Arsenic methylation efficiency increases during the first trimester of pregnancy independent of folate status.

Exposure to inorganic arsenic during pregnancy may negatively influence the offspring, though efficient metabolism of arsenic to dimethylarsinic acid (DMA) likely reduces the health risks. This study aimed to evaluate methylation of arsenic over the entire pregnancy and the influence of nutritional status. We studied longitudinally the arsenic metabolite pattern in the urine of 324 pregnant women exposed to arsenic via drinking water and food in rural Bangladesh. Metabolism of arsenic to DMA increased markedly over the course of pregnancy, with the greatest improvement occurring in the first trimester, along with a marked decrease in the most risk-associated monomethylated metabolite. This improvement in methylation was not associated with nutritional status, including vitamin B(12) and folate. Efficient methylation to DMA was associated with improved urinary excretion of arsenic, relative to blood arsenic concentrations, indicating that micronutrient-independent up-regulation of arsenic metabolism already in early pregnancy may provide protection for the fetus.

Accumulation of cadmium in human placenta interacts with the transport of micronutrients to the fetus.
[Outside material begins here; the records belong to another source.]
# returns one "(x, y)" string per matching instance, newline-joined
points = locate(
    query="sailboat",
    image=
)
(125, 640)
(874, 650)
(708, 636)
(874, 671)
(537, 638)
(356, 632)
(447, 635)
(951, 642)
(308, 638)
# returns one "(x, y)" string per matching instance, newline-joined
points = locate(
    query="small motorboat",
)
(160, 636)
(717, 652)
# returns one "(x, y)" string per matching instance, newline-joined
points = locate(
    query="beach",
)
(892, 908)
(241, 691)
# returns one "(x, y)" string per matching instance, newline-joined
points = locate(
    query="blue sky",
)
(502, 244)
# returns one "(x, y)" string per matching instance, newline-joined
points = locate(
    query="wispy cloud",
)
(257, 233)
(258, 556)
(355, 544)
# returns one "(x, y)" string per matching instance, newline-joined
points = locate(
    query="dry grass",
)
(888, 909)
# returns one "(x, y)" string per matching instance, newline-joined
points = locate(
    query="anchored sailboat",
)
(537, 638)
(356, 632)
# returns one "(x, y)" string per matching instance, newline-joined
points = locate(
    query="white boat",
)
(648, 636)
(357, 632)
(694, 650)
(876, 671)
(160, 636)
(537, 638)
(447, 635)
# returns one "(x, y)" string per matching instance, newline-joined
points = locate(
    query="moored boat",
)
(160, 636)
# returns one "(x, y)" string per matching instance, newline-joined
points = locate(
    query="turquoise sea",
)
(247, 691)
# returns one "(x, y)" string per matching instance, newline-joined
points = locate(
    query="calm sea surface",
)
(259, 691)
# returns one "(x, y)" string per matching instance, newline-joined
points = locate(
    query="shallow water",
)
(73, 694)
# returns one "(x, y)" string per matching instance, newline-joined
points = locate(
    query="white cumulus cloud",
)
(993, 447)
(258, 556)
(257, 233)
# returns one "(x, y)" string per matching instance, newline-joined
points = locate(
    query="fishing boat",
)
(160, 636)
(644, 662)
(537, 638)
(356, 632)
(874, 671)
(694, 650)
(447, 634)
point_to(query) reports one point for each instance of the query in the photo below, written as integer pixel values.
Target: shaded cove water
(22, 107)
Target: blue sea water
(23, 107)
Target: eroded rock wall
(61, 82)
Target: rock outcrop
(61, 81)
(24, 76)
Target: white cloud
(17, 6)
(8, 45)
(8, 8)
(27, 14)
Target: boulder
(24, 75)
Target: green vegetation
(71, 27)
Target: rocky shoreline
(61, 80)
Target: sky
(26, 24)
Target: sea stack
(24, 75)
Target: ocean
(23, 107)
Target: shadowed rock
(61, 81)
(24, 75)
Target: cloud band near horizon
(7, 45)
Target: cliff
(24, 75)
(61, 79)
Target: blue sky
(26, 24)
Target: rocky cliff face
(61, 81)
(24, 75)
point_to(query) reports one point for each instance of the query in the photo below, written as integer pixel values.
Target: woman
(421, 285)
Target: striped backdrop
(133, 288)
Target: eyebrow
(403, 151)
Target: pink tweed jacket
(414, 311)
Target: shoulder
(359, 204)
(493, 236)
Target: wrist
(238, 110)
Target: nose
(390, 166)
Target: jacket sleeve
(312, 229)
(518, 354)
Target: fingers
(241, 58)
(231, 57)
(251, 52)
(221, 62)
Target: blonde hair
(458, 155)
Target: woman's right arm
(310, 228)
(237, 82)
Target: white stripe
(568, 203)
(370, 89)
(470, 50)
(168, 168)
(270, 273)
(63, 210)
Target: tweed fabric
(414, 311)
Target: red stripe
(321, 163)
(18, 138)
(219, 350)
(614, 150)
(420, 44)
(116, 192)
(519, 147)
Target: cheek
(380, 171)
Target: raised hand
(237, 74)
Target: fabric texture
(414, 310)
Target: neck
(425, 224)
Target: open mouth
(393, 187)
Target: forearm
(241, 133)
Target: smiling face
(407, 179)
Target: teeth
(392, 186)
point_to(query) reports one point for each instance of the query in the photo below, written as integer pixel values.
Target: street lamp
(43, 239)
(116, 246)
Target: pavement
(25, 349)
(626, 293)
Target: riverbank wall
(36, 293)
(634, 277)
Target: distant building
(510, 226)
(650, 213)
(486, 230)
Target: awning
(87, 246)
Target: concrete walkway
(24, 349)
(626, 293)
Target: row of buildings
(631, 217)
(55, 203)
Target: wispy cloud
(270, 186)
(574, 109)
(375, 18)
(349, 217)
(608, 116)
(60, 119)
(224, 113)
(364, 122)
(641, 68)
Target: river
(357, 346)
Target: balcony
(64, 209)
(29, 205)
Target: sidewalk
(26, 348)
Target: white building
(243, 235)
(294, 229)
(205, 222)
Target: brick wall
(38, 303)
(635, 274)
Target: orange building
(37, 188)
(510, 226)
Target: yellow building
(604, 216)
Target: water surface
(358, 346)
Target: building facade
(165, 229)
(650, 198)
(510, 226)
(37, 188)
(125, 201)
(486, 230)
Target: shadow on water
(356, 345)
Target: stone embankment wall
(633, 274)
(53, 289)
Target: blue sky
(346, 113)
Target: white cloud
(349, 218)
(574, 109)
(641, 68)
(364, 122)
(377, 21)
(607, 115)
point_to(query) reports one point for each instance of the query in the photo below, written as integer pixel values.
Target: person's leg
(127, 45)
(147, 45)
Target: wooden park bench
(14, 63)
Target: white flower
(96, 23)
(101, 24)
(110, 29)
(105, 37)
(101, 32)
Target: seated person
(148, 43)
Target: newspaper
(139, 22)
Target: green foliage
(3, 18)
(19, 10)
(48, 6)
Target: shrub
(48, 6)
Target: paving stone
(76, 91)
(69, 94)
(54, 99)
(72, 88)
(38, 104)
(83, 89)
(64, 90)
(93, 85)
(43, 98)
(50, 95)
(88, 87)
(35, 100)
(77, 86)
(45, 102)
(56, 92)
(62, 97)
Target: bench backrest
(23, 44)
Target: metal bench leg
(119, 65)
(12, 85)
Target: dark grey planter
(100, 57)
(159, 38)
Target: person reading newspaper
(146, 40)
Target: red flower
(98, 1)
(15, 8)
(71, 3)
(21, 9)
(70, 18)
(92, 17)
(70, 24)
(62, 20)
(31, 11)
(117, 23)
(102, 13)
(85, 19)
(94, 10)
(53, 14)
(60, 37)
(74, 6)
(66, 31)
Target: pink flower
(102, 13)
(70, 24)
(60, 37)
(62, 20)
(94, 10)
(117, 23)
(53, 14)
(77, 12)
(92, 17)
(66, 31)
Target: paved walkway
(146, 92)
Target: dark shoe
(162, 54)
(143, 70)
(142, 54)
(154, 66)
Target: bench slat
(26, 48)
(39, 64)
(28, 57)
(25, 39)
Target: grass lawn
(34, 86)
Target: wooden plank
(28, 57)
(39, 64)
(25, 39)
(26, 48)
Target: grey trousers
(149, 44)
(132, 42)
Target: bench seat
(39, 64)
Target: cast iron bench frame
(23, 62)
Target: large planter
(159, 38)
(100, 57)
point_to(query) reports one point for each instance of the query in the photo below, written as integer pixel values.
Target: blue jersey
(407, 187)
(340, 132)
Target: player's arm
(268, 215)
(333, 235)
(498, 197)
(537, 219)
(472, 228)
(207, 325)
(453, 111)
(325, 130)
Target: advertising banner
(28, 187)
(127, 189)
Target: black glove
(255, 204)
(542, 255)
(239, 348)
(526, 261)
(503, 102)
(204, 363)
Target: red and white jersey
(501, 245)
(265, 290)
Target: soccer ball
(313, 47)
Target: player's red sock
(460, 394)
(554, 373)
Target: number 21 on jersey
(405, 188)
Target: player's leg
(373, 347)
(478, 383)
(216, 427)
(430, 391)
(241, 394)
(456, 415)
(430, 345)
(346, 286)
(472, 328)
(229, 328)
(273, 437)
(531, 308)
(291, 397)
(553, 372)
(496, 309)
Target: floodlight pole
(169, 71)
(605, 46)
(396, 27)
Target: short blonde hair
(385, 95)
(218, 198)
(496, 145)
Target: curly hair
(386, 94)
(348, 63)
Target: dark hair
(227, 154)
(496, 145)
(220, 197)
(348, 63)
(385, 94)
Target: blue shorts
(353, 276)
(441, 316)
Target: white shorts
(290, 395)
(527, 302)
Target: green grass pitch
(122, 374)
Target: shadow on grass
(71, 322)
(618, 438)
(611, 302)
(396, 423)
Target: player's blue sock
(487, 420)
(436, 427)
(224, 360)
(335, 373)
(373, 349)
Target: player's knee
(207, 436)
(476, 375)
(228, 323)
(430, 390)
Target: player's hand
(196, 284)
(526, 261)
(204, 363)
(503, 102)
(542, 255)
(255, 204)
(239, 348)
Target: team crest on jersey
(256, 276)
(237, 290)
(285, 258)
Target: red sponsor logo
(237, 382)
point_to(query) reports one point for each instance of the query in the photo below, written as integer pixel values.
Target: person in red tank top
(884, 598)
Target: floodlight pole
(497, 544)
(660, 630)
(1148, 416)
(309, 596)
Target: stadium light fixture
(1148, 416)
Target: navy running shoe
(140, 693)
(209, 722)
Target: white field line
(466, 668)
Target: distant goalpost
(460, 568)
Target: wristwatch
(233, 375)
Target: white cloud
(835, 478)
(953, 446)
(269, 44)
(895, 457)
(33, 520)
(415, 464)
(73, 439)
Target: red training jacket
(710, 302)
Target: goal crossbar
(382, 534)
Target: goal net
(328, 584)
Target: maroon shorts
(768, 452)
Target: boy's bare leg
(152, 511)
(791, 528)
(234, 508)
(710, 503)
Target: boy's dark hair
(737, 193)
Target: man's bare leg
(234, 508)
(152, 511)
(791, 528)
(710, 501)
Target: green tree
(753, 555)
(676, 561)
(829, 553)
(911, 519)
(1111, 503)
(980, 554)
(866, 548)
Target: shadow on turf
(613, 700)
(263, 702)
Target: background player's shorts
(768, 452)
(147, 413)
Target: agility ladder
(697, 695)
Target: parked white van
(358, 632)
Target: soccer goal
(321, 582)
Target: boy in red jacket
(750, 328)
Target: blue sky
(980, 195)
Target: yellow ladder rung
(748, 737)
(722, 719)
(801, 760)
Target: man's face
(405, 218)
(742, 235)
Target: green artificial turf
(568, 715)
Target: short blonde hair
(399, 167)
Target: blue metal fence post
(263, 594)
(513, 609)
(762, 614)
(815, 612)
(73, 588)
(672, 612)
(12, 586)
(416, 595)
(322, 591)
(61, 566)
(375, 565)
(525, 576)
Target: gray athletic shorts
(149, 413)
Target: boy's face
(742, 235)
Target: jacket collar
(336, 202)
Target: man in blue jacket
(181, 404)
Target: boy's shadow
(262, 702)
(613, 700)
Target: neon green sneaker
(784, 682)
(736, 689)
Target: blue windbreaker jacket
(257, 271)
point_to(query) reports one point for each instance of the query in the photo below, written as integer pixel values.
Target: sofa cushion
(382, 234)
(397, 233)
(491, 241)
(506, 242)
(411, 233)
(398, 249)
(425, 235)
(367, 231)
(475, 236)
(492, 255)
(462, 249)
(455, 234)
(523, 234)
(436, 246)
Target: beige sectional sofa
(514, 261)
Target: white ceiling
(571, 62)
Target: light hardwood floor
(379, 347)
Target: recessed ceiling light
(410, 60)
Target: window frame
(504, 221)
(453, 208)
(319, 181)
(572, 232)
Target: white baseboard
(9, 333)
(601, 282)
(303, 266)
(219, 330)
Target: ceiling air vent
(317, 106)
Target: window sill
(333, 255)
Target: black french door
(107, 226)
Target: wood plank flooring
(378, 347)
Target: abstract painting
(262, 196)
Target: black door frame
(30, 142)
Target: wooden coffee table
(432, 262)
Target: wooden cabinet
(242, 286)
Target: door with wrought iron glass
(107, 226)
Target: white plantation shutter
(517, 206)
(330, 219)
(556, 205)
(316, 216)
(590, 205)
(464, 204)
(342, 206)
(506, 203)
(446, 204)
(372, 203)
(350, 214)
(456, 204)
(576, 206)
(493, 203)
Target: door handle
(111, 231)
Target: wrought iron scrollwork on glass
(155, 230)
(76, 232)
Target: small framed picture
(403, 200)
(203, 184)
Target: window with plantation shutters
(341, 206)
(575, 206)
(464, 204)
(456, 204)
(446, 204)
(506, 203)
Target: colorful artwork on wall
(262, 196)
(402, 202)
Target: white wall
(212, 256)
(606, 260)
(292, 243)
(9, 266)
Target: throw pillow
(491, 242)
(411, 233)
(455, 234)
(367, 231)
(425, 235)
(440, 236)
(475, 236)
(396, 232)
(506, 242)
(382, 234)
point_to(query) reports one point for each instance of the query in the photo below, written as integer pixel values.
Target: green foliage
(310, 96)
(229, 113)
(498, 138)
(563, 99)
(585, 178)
Cadmium (Cd) is a widespread, highly toxic environmental pollutant known to accumulate in human placenta. The aim of the present study was to elucidate to what extent the accumulation of Cd in human placenta interacts with the transport of micronutrients to the fetus. Cd and micronutrients were measured in placenta and umbilical cord blood from 44 non-smoking, rural Bangladeshi women, using ICPMS. Metallothionein (MT) protein expression was determined in placenta using Western blot. Cd in placenta (median 110 microg/kg dry weight, 20 microg/kg wet weight) was positively associated with maternal urinary Cd. It was also positively associated with Cd in umbilical cord blood (median 0.16 microg/kg), but negatively associated with zinc (Zn; median 3mg/kg) in umbilical cord blood. Umbilical cord blood Zn was positively associated with birth anthropometry measures, and the Cd-related impairment of Zn in umbilical cord blood seemed to decrease size at birth. In multivariate analysis, MT protein expression was associated with Cd (positively) in placenta, but not with Zn or copper (Cu) in placenta. In conclusion, the Cd concentrations in placenta were clearly elevated, which seemed to impair Zn transfer to the fetus. Induction of MT explained the placental accumulation of Cd, but not the impairment of Zn transport.